The same doctrine peers out upon us in another form, in the language of Othello in his jealous rage against Desdemona.

"If that the earth could teem with woman's tears,
Each drop she falls would prove a crocodile."

I know not to which of the old writers the honour belongs, of being the first to promulgate the fable that crocodiles, by their piteous cries, allure travellers to the water, and there destroy them. It seems for a very long period to have been a current article of belief. It does not appear in Pliny, though we find the usual intermixture of fact and fable. In our earliest prose work, the Travels of Sir John Mandeville between the years 1322 and 1356, some of the errors of Pliny are repeated, and we have a brief notice of the tradition that these creatures devour men, weeping while they do so. "In that Contre and be alle Ynde, ben great plentee of Cokodrilles, that is a manner of a long Serpent, as I have seyd before. And in the nyght, thei dwellen in the Watir, and on the day, upon the Lond, in Roches and Caves. And thei ete no mete in all the Wynter: but they lyzn as in a Drem, as don the Serpentes. Theise Serpentes slen men, and thei eten hem wepynge; whan thei eten thei meven the over Jowe, and nought the nether Jo we: and they have no Tonge."

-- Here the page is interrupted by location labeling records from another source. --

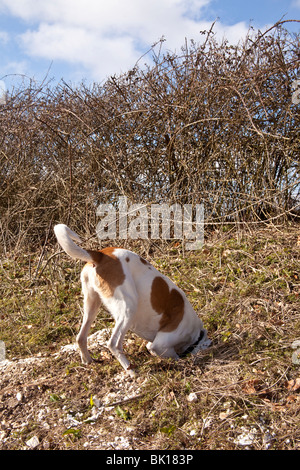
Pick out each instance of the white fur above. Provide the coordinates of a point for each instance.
(130, 306)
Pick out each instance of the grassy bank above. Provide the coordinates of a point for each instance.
(242, 392)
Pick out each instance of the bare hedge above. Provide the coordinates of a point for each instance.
(213, 124)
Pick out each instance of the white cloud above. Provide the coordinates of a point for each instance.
(108, 36)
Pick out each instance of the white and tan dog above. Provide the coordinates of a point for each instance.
(138, 297)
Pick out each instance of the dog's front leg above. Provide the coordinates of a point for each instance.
(91, 306)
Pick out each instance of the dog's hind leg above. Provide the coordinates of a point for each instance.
(91, 306)
(115, 343)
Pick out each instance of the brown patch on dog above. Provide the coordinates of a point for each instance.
(109, 270)
(144, 261)
(169, 304)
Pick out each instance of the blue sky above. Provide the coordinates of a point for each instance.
(91, 39)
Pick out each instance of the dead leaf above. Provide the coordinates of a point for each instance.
(249, 387)
(293, 385)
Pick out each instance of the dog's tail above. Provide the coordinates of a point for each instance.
(65, 237)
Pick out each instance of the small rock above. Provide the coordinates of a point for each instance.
(192, 397)
(33, 442)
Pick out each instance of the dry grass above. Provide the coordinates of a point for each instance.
(241, 393)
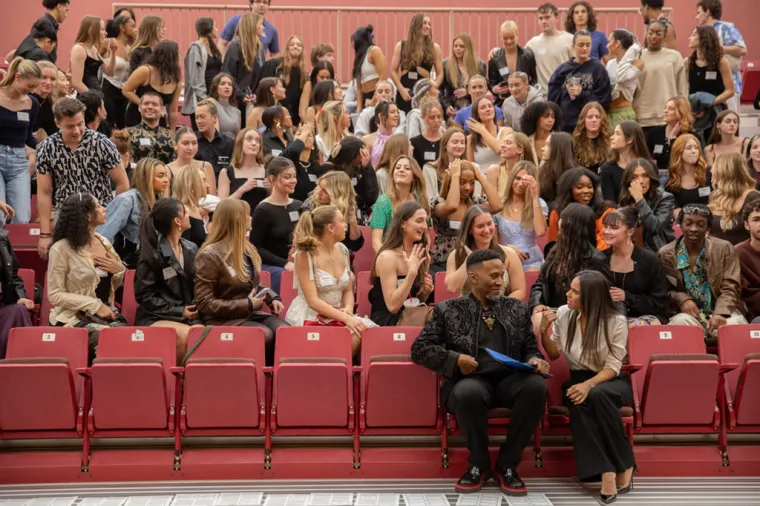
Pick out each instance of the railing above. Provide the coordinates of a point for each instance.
(317, 24)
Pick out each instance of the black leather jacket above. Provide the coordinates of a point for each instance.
(455, 329)
(13, 285)
(163, 293)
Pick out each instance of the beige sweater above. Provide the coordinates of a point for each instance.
(663, 78)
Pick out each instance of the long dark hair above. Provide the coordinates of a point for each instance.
(75, 220)
(362, 39)
(165, 59)
(159, 220)
(599, 310)
(577, 235)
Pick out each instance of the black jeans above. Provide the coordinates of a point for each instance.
(472, 397)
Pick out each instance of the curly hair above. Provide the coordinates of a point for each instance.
(588, 151)
(570, 22)
(75, 220)
(535, 111)
(709, 44)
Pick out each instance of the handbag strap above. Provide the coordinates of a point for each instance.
(195, 345)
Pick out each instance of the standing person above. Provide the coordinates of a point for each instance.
(203, 62)
(291, 69)
(703, 274)
(592, 335)
(56, 12)
(661, 78)
(710, 12)
(508, 59)
(458, 69)
(623, 68)
(160, 75)
(369, 65)
(626, 145)
(166, 272)
(72, 160)
(124, 30)
(707, 69)
(85, 58)
(651, 11)
(276, 217)
(18, 114)
(579, 81)
(415, 58)
(473, 385)
(269, 39)
(581, 16)
(228, 291)
(591, 138)
(551, 47)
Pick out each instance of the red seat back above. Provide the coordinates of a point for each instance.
(387, 373)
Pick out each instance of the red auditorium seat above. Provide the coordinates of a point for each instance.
(363, 307)
(365, 257)
(441, 292)
(313, 390)
(128, 302)
(739, 345)
(133, 389)
(679, 388)
(41, 396)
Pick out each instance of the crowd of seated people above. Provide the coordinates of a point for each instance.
(581, 156)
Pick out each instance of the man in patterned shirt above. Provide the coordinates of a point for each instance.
(74, 160)
(709, 13)
(149, 139)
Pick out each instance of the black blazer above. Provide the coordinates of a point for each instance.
(162, 293)
(13, 285)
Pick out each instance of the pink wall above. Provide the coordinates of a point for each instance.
(389, 26)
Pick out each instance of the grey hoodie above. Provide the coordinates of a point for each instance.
(514, 111)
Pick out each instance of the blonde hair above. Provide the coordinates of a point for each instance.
(237, 153)
(230, 219)
(311, 226)
(417, 189)
(27, 69)
(328, 124)
(247, 33)
(731, 179)
(188, 187)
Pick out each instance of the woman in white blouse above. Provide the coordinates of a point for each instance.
(592, 335)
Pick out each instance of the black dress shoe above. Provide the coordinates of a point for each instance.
(511, 483)
(471, 480)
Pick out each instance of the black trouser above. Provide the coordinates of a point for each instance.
(472, 397)
(599, 439)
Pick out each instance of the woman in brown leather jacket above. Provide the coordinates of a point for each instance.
(227, 289)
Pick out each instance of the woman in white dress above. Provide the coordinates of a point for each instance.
(323, 275)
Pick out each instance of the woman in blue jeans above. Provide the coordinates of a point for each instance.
(18, 112)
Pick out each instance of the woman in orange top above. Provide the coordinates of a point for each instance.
(578, 185)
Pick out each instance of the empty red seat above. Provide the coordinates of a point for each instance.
(41, 396)
(739, 345)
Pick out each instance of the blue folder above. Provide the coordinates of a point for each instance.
(515, 364)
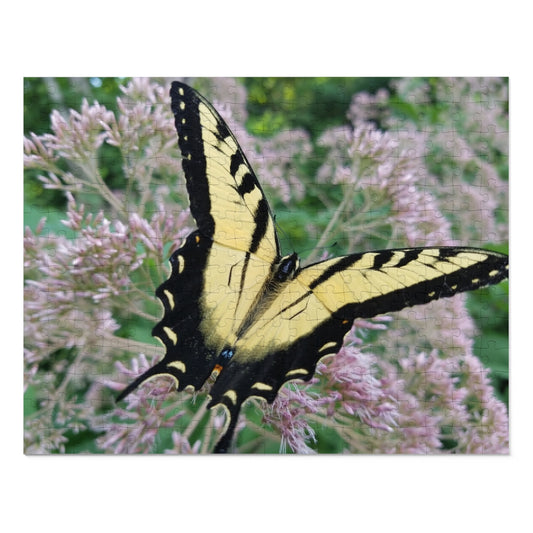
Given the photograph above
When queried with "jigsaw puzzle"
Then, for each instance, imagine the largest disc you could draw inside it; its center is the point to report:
(310, 241)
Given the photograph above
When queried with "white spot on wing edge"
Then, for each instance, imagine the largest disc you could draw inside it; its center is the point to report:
(179, 365)
(261, 386)
(232, 396)
(296, 371)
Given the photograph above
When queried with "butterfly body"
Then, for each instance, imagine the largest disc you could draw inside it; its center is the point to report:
(236, 310)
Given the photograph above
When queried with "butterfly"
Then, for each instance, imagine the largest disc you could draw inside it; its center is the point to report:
(237, 311)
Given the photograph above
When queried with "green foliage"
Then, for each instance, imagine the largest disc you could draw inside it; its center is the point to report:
(313, 104)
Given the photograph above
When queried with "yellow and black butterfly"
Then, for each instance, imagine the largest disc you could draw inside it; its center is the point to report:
(236, 309)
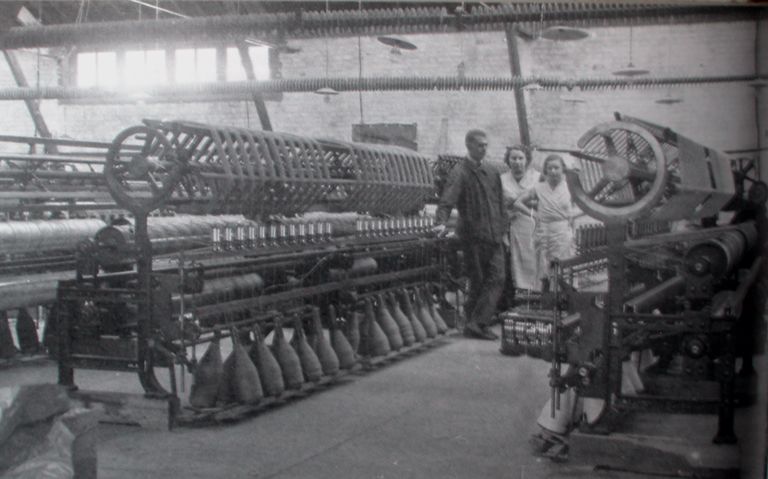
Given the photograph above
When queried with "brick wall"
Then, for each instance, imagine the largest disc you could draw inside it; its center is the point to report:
(720, 115)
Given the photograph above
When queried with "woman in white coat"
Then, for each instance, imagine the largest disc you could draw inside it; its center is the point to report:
(553, 235)
(522, 257)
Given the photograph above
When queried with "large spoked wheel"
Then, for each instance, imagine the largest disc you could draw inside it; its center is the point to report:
(621, 172)
(142, 169)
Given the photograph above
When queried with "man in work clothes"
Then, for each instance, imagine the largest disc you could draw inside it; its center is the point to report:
(475, 190)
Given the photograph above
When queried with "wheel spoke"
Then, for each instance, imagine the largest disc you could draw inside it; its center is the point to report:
(153, 184)
(637, 173)
(610, 146)
(600, 186)
(589, 157)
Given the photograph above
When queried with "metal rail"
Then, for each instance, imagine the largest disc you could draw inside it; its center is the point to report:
(245, 89)
(348, 23)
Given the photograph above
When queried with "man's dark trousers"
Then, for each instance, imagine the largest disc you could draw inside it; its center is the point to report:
(484, 262)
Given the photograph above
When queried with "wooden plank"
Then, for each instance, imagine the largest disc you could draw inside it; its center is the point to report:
(258, 99)
(32, 105)
(514, 64)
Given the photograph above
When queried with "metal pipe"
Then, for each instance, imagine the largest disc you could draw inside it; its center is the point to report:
(246, 89)
(30, 290)
(41, 236)
(350, 23)
(647, 300)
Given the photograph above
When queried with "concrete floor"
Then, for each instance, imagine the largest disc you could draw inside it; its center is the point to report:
(459, 410)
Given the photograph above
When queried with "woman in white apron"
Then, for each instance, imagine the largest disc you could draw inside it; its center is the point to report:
(522, 256)
(553, 234)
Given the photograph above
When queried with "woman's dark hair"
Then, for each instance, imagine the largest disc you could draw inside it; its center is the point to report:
(549, 158)
(526, 151)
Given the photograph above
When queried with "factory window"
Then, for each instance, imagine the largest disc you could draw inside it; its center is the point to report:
(96, 68)
(195, 65)
(259, 59)
(145, 67)
(158, 66)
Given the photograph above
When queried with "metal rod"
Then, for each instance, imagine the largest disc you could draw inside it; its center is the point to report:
(350, 23)
(510, 32)
(246, 89)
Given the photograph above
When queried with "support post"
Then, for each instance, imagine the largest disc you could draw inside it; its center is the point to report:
(32, 105)
(514, 62)
(258, 99)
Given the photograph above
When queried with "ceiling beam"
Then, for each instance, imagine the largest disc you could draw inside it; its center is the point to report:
(349, 23)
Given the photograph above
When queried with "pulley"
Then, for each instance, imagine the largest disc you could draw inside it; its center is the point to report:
(620, 171)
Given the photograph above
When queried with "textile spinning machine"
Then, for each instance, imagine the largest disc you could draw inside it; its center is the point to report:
(663, 335)
(322, 236)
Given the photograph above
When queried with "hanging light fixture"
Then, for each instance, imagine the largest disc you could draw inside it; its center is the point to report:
(561, 33)
(669, 99)
(572, 99)
(631, 70)
(327, 92)
(397, 44)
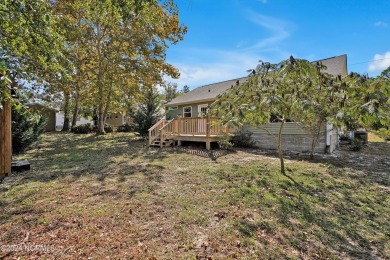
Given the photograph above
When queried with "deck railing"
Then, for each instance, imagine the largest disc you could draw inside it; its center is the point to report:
(154, 131)
(188, 126)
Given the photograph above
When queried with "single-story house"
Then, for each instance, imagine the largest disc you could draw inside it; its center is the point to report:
(184, 121)
(118, 118)
(48, 112)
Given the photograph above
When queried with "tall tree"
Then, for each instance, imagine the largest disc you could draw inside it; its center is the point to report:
(30, 43)
(124, 43)
(280, 91)
(148, 111)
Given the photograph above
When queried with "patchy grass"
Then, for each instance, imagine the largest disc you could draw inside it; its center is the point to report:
(112, 196)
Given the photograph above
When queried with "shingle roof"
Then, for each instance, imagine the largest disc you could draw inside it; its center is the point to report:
(205, 93)
(335, 66)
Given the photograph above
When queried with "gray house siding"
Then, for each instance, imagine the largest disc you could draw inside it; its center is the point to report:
(295, 138)
(171, 114)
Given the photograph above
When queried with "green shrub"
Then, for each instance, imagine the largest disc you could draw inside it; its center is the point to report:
(243, 139)
(83, 129)
(224, 143)
(27, 126)
(344, 138)
(125, 128)
(108, 129)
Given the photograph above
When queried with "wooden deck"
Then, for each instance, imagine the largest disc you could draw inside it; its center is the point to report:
(195, 129)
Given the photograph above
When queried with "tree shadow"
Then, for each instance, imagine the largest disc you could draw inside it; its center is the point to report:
(373, 160)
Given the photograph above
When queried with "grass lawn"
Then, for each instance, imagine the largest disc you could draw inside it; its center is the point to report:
(113, 196)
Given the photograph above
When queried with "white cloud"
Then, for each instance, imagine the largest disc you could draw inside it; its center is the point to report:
(279, 29)
(380, 62)
(217, 66)
(205, 66)
(381, 24)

By Purchas in his Pilgrimage the subject is introduced in the brief and casual way that writers adopt when speaking of some well-established truth. "Andrew Battell told me of a huge crocodile, which was reported to have eaten a whole alibamba, that is, a company of eight or nine slaves chained together, and at last payed for his greedinesse: the chain holding him slave, as before it had the negroes, and by his undigestible nature devouring the devourer, remaining in the belly of him, after he was found, in testimony of this victorie. He hath seen them watch, and take their prey, hailing a gennet, man, or other creature, into the waters. A souldier thus drawn in by a crocodile, in shallower waters, with his knife wounded him in the belly and slew him."

That Shakspeare should adopt an opinion so current is what we might naturally expect. He introduces the subject with great effect, in a passage where Queen Margaret compares the arts of Richard, Duke of Gloster, to those employed by the crocodile.

"Henry, my lord, is cold in great affairs,
Too full of foolish pity; and Gloster's shew
Beguiles him, as the mournful crocodile
With sorrow snares relenting passengers."
2nd part K. Henry VI. Act iii. Scene i.